U.S. import cargo volume continues to rise, reaching the highest level in nearly a year in July

U.S. import cargo volume continues to rise, reaching the highest level in nearly a year in July

According to the latest monthly Global Port Tracking report released by the National Retail Federation (NRF) and Hackett Associates, U.S. import cargo volumes continue to rise as retailers prepare for the holiday shopping season.

The report shows that major U.S. ports handled a total of 1.91 million TEUs in July, up 4.4% from June and down 12.4% from the same period last year, and the highest level since October 2022. Ports have not yet reported data for August, but Global Port Tracker predicts that the month will be 2 million TEUs, down 11.4% year-on-year.

According to forecasts, the import cargo volume at major U.S. container ports will exceed 2 million TEUs (a 20-foot container or its equivalent) for three consecutive months, with September reaching 2 million TEUs, down 1.8% year-on-year, and October also reaching 2 million TEUs, but up 0.1% year-on-year.

“The rise in import shipments suggests that retailers are optimistic about the holiday season. They think they can sell goods, so they’re importing them,” said Jonathan Gold, NRF’s vice president of supply chain and customs policy. “The holiday season is a big opportunity for retailers to gain growth, so they’re actively preparing goods for shoppers.”

Jonathan Gold added that the labor agreement reached by the International Warehouse and Longshore Union (ILWU) and the Pacific Maritime Association (PMA) provides supply chain stability and certainty for retailers at West Coast ports. However, one issue worth worrying about is that due to the continued drought, the water level of the canal has dropped, and the Panama Canal has begun to limit the number of ships passing through and their maximum draft depth. This restriction has caused ships to "queue" waiting for passage, and many ship owners have changed other routes to avoid affecting delivery time.

Ben Hackett, founder of Hackett Associates, noted that most ships were able to comply with the restrictions because many ships were not carrying enough cargo or returning empty containers. It is expected that by mid-August, those ships waiting to pass will have completed their journeys smoothly.
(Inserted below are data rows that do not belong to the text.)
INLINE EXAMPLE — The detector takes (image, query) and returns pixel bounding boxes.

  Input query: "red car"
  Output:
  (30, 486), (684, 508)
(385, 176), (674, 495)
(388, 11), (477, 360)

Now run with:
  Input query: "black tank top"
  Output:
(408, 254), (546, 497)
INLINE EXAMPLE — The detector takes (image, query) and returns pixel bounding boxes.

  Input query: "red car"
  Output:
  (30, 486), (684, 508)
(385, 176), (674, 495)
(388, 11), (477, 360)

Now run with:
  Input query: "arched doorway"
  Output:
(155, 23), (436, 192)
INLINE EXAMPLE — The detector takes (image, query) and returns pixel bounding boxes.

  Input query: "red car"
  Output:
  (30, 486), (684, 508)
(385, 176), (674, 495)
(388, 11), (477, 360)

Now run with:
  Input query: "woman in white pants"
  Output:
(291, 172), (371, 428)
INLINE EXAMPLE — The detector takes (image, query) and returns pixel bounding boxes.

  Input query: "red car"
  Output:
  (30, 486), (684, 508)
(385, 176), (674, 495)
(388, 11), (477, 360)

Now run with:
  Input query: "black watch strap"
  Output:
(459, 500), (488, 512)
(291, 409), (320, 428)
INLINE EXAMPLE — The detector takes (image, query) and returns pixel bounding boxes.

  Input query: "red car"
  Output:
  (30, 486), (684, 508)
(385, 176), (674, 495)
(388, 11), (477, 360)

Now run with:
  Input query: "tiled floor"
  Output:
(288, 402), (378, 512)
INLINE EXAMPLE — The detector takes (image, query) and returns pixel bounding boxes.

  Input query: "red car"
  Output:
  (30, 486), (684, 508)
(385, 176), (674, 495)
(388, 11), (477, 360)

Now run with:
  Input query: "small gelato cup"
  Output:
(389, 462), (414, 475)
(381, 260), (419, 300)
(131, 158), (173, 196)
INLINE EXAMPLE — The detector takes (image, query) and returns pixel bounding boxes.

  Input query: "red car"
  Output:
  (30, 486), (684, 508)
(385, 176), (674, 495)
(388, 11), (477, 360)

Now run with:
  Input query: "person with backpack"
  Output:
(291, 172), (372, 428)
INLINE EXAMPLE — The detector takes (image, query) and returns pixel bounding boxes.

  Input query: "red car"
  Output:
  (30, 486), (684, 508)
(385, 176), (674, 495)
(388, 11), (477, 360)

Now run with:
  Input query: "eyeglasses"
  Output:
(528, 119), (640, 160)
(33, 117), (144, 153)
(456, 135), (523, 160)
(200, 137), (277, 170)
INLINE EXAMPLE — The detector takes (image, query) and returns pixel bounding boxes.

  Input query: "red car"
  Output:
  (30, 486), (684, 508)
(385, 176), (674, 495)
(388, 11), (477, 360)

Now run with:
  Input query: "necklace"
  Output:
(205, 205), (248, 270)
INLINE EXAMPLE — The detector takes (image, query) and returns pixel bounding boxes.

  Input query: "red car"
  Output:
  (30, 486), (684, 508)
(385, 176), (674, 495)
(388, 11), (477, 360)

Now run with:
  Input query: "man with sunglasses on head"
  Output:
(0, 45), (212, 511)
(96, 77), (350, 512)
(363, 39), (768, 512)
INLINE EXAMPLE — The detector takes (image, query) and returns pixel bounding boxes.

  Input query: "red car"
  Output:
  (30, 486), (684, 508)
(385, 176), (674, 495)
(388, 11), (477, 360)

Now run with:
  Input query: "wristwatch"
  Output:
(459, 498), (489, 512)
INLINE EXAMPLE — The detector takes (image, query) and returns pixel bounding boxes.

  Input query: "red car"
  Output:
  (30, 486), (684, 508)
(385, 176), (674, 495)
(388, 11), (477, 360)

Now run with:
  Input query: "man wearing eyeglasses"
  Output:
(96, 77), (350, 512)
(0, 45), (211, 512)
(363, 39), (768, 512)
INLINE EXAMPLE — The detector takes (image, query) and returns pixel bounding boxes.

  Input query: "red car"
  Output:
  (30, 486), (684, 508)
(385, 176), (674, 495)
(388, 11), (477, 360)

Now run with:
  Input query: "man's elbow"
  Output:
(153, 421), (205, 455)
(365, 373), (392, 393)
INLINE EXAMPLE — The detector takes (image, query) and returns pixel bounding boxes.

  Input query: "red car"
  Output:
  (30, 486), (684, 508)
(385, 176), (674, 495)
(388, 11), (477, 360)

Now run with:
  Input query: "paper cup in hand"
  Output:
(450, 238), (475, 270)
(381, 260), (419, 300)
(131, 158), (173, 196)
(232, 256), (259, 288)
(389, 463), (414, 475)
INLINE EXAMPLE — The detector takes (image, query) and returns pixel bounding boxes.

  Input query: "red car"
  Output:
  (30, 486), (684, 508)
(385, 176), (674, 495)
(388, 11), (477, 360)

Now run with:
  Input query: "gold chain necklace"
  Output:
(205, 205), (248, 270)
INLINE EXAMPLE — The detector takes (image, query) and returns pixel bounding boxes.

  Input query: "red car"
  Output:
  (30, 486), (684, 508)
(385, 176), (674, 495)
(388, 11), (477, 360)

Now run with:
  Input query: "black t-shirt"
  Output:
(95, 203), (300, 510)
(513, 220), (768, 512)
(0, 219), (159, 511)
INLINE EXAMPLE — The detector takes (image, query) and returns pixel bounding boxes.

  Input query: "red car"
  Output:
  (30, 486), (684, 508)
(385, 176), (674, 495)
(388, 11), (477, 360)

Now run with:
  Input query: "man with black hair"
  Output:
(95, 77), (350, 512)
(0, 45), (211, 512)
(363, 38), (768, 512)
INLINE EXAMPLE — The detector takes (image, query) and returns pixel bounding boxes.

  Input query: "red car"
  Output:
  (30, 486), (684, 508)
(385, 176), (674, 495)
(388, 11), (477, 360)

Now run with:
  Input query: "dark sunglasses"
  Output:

"We have been closely monitoring the situation in the Panama Canal. However, it now appears that the issue will have little impact on the retail supply chain. This is also true as we enter the peak shipping season," Ben Hackett further stated.

According to Global Port Tracking, U.S. imports for the full year 2023 are expected to reach 22.3 million TEUs, down 12.5% ​​from 2022 (25.5 million TEUs) and 1.2% from 2021.